2. Use Descriptive Task Names
When a task appears across multiple objects, team members might see it in different contexts. "Follow up" means nothing. "Follow up on contract signature from Acme Inc." tells the story everywhere it appears.
3. Assign Clearly, but Collaborate
Tasks are assigned to one owner, but associated objects ensure visibility. The assigned person owns the task; anyone with access to the linked objects can see it and contribute context in comments.
4. Sync Multi-Object Tasks with Workflows
Don't create Multi-Object tasks manually every time. Use GoHighLevel workflows to generate them automatically when conditions are met—e.g., when a deal hits a certain stage, create a task linked to the deal, company, and all stakeholder contacts simultaneously.
5. Review Associated Objects Before Closing Tasks
Before marking a task complete, click through the associated objects to verify all connected records reflect the task completion. This prevents miscommunication about what was actually done.
Automating Multi-Object Tasks with Workflows
The real power of Multi-Object Task Associations emerges when you automate task creation through workflows. Instead of your team manually linking records, GoHighLevel does it for you.
Example Workflow: New Opportunity Detection
Trigger: A new opportunity is created
Action: Automatically create a task linked to:
- The opportunity itself
- The primary contact on the deal
- The account/company
- Any stakeholder contacts pulled from a smart list
Task title: "[Opportunity Name] - Discovery Call Scheduled"
Assigned to: The deal owner
Due date: 2 days from opportunity creation
This single workflow eliminates the need for manual task creation and ensures consistent context across every new opportunity your team brings in.
Example Workflow: Campaign Follow-Up
Trigger: Contact engages with a campaign email or ad
Action: Create a task linked to:
- The contact who engaged
- Their company record
- Any related opportunities
This ensures your team knows not just that a contact engaged, but which company they work for and what deals are in progress.
Frequently Asked Questions
Can I create a task linked to the same contact multiple times?
No. Each object can only be associated once per task. You can't link the same contact twice. However, you can link multiple different contacts, and each one sees the task independently on their record.
What happens if I delete an associated object after creating the task?
The task remains, but the association is removed. The task won't disappear from the deleted record (since it no longer exists), but it will remain active on all other associated objects and in your main task list.
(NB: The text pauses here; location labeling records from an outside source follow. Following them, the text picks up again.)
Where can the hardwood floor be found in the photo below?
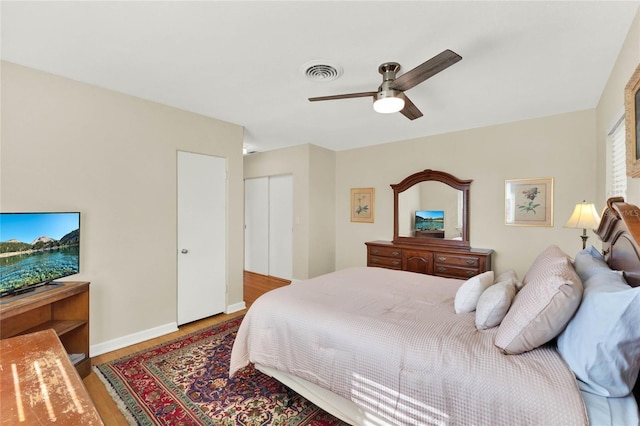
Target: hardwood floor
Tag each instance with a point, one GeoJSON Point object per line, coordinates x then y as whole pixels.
{"type": "Point", "coordinates": [107, 408]}
{"type": "Point", "coordinates": [254, 286]}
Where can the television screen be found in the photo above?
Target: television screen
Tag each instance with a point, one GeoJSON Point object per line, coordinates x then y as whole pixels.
{"type": "Point", "coordinates": [37, 248]}
{"type": "Point", "coordinates": [428, 220]}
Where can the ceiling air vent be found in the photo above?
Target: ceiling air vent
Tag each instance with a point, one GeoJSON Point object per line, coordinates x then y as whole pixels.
{"type": "Point", "coordinates": [321, 71]}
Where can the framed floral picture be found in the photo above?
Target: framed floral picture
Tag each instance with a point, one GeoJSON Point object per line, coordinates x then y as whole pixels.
{"type": "Point", "coordinates": [632, 123]}
{"type": "Point", "coordinates": [362, 204]}
{"type": "Point", "coordinates": [528, 202]}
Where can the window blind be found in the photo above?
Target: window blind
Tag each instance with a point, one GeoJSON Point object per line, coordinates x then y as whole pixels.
{"type": "Point", "coordinates": [617, 161]}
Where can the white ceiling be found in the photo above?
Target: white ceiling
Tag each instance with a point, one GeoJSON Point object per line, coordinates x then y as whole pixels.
{"type": "Point", "coordinates": [241, 61]}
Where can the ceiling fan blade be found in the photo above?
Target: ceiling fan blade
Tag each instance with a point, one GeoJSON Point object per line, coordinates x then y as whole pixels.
{"type": "Point", "coordinates": [428, 69]}
{"type": "Point", "coordinates": [410, 110]}
{"type": "Point", "coordinates": [345, 96]}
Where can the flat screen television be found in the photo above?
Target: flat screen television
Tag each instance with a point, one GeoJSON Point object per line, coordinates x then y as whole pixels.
{"type": "Point", "coordinates": [429, 220]}
{"type": "Point", "coordinates": [36, 249]}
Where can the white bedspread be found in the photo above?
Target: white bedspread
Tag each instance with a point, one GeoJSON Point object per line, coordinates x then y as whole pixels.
{"type": "Point", "coordinates": [390, 342]}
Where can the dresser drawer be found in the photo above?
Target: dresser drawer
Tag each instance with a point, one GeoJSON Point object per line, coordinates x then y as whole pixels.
{"type": "Point", "coordinates": [457, 260]}
{"type": "Point", "coordinates": [385, 252]}
{"type": "Point", "coordinates": [442, 270]}
{"type": "Point", "coordinates": [385, 262]}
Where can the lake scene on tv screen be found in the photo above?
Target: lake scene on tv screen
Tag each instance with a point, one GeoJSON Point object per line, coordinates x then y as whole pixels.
{"type": "Point", "coordinates": [37, 247]}
{"type": "Point", "coordinates": [429, 220]}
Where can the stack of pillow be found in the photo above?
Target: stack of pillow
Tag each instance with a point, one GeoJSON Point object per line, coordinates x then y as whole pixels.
{"type": "Point", "coordinates": [601, 343]}
{"type": "Point", "coordinates": [597, 330]}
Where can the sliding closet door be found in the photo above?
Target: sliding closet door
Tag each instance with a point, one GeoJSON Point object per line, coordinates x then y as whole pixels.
{"type": "Point", "coordinates": [201, 236]}
{"type": "Point", "coordinates": [269, 226]}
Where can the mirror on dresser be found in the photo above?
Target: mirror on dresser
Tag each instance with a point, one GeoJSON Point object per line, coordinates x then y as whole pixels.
{"type": "Point", "coordinates": [431, 208]}
{"type": "Point", "coordinates": [431, 229]}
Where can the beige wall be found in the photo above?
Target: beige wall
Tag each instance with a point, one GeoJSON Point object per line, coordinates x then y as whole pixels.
{"type": "Point", "coordinates": [313, 170]}
{"type": "Point", "coordinates": [68, 146]}
{"type": "Point", "coordinates": [611, 108]}
{"type": "Point", "coordinates": [562, 147]}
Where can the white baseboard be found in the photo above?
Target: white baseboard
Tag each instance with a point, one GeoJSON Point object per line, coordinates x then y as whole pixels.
{"type": "Point", "coordinates": [132, 339]}
{"type": "Point", "coordinates": [235, 307]}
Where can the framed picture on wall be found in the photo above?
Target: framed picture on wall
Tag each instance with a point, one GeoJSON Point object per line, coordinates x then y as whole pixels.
{"type": "Point", "coordinates": [362, 204]}
{"type": "Point", "coordinates": [528, 202]}
{"type": "Point", "coordinates": [632, 123]}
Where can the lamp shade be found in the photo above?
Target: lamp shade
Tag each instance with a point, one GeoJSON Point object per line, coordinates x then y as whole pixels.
{"type": "Point", "coordinates": [584, 216]}
{"type": "Point", "coordinates": [388, 105]}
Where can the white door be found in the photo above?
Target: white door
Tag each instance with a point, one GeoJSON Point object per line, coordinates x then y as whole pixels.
{"type": "Point", "coordinates": [201, 236]}
{"type": "Point", "coordinates": [269, 226]}
{"type": "Point", "coordinates": [281, 226]}
{"type": "Point", "coordinates": [256, 225]}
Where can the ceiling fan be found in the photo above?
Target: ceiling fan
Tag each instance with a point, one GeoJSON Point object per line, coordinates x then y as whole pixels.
{"type": "Point", "coordinates": [390, 95]}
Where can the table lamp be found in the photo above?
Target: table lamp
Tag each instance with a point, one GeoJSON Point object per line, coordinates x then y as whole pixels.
{"type": "Point", "coordinates": [584, 216]}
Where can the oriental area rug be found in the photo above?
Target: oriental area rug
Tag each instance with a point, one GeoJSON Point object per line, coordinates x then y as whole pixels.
{"type": "Point", "coordinates": [186, 382]}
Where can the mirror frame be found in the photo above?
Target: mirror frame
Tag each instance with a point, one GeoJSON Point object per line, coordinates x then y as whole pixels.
{"type": "Point", "coordinates": [447, 179]}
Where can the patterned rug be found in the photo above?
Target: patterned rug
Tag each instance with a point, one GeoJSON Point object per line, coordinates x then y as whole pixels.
{"type": "Point", "coordinates": [186, 382]}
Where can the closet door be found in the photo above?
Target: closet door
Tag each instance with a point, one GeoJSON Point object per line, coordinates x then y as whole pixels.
{"type": "Point", "coordinates": [201, 236]}
{"type": "Point", "coordinates": [281, 226]}
{"type": "Point", "coordinates": [269, 226]}
{"type": "Point", "coordinates": [256, 225]}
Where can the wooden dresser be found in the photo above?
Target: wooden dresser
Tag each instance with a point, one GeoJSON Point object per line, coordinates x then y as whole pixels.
{"type": "Point", "coordinates": [63, 308]}
{"type": "Point", "coordinates": [39, 385]}
{"type": "Point", "coordinates": [443, 262]}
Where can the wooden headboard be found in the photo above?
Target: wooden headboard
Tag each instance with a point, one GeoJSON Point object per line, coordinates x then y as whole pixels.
{"type": "Point", "coordinates": [619, 231]}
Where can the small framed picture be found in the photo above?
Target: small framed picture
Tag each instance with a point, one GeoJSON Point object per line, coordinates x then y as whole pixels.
{"type": "Point", "coordinates": [632, 123]}
{"type": "Point", "coordinates": [528, 202]}
{"type": "Point", "coordinates": [362, 204]}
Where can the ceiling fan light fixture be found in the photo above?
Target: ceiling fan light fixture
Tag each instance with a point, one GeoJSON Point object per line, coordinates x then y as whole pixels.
{"type": "Point", "coordinates": [387, 103]}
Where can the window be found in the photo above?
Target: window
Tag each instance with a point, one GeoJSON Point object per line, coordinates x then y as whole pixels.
{"type": "Point", "coordinates": [617, 165]}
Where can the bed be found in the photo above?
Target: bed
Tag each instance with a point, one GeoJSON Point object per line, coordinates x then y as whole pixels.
{"type": "Point", "coordinates": [374, 346]}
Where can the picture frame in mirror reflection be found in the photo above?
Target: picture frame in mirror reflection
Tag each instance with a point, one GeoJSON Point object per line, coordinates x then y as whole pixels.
{"type": "Point", "coordinates": [362, 204]}
{"type": "Point", "coordinates": [528, 202]}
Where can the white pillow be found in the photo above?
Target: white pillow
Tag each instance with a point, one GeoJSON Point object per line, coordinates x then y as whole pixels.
{"type": "Point", "coordinates": [510, 274]}
{"type": "Point", "coordinates": [601, 343]}
{"type": "Point", "coordinates": [542, 308]}
{"type": "Point", "coordinates": [494, 304]}
{"type": "Point", "coordinates": [468, 294]}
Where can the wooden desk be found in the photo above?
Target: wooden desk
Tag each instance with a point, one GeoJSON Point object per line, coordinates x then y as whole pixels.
{"type": "Point", "coordinates": [39, 385]}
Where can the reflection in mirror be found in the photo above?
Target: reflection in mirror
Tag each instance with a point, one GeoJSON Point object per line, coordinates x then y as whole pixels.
{"type": "Point", "coordinates": [430, 210]}
{"type": "Point", "coordinates": [442, 201]}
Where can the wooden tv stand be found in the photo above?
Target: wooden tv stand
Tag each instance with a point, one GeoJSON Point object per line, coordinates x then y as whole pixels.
{"type": "Point", "coordinates": [64, 308]}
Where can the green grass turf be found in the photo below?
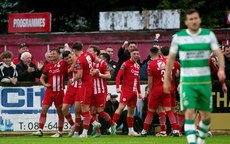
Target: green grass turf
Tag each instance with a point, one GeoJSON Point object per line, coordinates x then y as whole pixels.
{"type": "Point", "coordinates": [118, 139]}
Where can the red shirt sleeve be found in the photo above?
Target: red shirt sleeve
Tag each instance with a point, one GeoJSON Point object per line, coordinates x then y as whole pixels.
{"type": "Point", "coordinates": [79, 64]}
{"type": "Point", "coordinates": [149, 70]}
{"type": "Point", "coordinates": [105, 67]}
{"type": "Point", "coordinates": [46, 70]}
{"type": "Point", "coordinates": [119, 75]}
{"type": "Point", "coordinates": [213, 66]}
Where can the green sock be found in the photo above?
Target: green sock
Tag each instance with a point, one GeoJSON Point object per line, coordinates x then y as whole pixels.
{"type": "Point", "coordinates": [204, 126]}
{"type": "Point", "coordinates": [190, 131]}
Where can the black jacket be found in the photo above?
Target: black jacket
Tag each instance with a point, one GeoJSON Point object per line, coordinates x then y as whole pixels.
{"type": "Point", "coordinates": [7, 72]}
{"type": "Point", "coordinates": [24, 75]}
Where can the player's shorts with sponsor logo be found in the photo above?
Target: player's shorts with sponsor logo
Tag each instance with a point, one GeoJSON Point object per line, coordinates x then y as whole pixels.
{"type": "Point", "coordinates": [70, 95]}
{"type": "Point", "coordinates": [196, 96]}
{"type": "Point", "coordinates": [173, 98]}
{"type": "Point", "coordinates": [158, 98]}
{"type": "Point", "coordinates": [98, 100]}
{"type": "Point", "coordinates": [129, 98]}
{"type": "Point", "coordinates": [51, 96]}
{"type": "Point", "coordinates": [86, 93]}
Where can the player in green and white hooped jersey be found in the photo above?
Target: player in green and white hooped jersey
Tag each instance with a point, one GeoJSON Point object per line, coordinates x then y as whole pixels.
{"type": "Point", "coordinates": [194, 45]}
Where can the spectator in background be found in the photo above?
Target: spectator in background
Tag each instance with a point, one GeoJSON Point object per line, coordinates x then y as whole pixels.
{"type": "Point", "coordinates": [27, 70]}
{"type": "Point", "coordinates": [109, 51]}
{"type": "Point", "coordinates": [102, 51]}
{"type": "Point", "coordinates": [24, 47]}
{"type": "Point", "coordinates": [105, 56]}
{"type": "Point", "coordinates": [227, 60]}
{"type": "Point", "coordinates": [143, 75]}
{"type": "Point", "coordinates": [130, 89]}
{"type": "Point", "coordinates": [124, 54]}
{"type": "Point", "coordinates": [8, 73]}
Can multiple team members work on the same Multi-Object task?
Yes. While a task has one assigned owner, all team members with access to the associated objects can view the task and leave comments. This creates visibility and collaboration without confusion about who's responsible.
How do I know if I'm using Multi-Object Tasks correctly?
You're doing it right if: (1) Your team can see the task everywhere it matters without creating duplicates, (2) task associations match the actual workflow (contact + deal + company when those are involved), and (3) team members stop asking "What deal is this task for?" because the context is already there.
Can I bulk-add Multi-Object associations to existing tasks?
GoHighLevel doesn't currently support bulk editing of Multi-Object associations, but you can edit individual tasks quickly. For large-scale implementation, set up workflows to create tasks with proper associations going forward, then manually update critical existing tasks as time allows.